When You Grieve the Loss of Your Mom …

What I learned was my mom taught me everything by example. I became the confident, independent man I am from watching my mom. She set the precedent.

My mom taught me that I could be anything I wanted to be. She wanted me to succeed in everything I tried. She made it known that things were different when she was a young girl. She didn’t have all of the opportunities I had. It was important to her that I took full advantage of all that life had to offer me.

I learned so much from my mom. But the greatest things she ever taught me was to live. To follow my dreams. To be happy. And I am all of these things today because of her.

My mom’s most valuable life lessons were taught to me when she was dying. When you’re saying goodbye to your mom, it doesn’t matter who you are, how old you are, or how much money you have. It just sucks. But even through death, my mom continues to teach me new things.

Having to say goodbye to my mom was the hardest thing I have ever had to do. There are no words, yet you have to say something. I don’t even remember what I said. And now, it just doesn’t matter. Because now I realize that nothing had to be said.

My mom was diagnosed with kidney failure when she was forty-one years old. Now that I am twenty-six, I realize how young forty-one is. Every day I think, a little over fifteen years from now and I’ll be the age my mom was when she was given a death sentence. It scares the hell out of me.

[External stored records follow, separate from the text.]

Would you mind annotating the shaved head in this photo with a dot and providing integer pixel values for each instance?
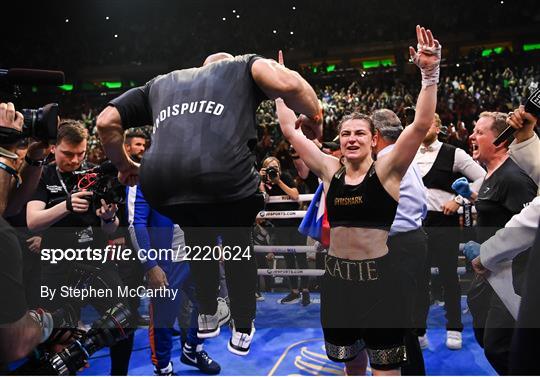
(217, 57)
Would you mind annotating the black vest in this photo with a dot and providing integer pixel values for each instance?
(441, 175)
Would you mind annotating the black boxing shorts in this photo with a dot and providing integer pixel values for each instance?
(362, 307)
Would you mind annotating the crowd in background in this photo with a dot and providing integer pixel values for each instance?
(160, 31)
(495, 84)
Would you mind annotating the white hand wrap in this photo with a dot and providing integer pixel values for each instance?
(430, 74)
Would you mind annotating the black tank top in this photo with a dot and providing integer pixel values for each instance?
(366, 205)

I am also haunted by the fact of how hard it must have been on my mom. She knew she was going to die. She knew she was leaving the love of her life behind and abandoning her three kids.  I know that has to be what it feels like to say goodbye to your kids. No matter how old they are.

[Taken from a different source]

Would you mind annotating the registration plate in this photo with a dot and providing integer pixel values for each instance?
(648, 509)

I remember going to the hospital and the nurse pulling us aside to tell us our mom was crying all night. I was shocked. I don’t know why. I just never stopped to think that my mom was scared. She was always my rock. She took care of all of us, always. She never felt sorry for herself and she was always so strong.

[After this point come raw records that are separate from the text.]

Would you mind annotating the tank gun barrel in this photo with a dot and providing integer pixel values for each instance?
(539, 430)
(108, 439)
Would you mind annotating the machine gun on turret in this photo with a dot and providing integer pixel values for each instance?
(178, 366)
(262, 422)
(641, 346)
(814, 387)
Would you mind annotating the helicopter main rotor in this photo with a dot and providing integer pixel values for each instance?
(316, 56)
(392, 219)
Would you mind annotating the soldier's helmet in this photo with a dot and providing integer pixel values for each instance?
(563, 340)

Knowing my mom had kidney-failure was one thing. Knowing my mom was scared was quite another.

My mom lingered on for many months. She was seen by many specialists at many hospitals. For a while there, we had hope. But then a last-ditch-effort trip to another world renown hospital would end all the hope and speculation. Now the goal would be to make her comfortable. To pray for peace.

Hospice came and set up shop in our family room. This was our new reality. We had visitors in and out every single day. Our lives were shattering, yet the outside world kept spinning.

Thankfully my mom didn’t suffer long. The end came fast. So fast we couldn’t all be there.  My cousins woke me up and said to come home by next flight. A nurse was taking my mom’s pulse and said it would be soon. Sometime in the next few hours, was her guess.

My mom died an hour later. With just my dad and my brother there. I’m pretty sure I didn’t even know what was happening. I sat next to her for a while after she was gone. Staring at her. Willing for her to wake up. She didn’t.

A few minutes later, her friends arrived. My dad met them on the front porch as I stayed with my mom. I could hear them wailing. It was unbearable. They came inside and said their goodbyes.

My uncle and brothers made it home soon thereafter. My brothers were heartbroken that they were not there when our mom died. I was haunted that I had been there. It turns out our final good-byes did not matter. It was the life we had all shared together that did. And that could never be taken away from us.

 

Now we had to face the cruel reality that life, does indeed, go on. Without our mom. Like it or not. But we had each other and everything that our mom had instilled in us. And that’s how life went on. And continues to go on. Every damn day.

Saying goodbye is never easy. But it’s impossible to say goodbye to someone who is always going to be part of you.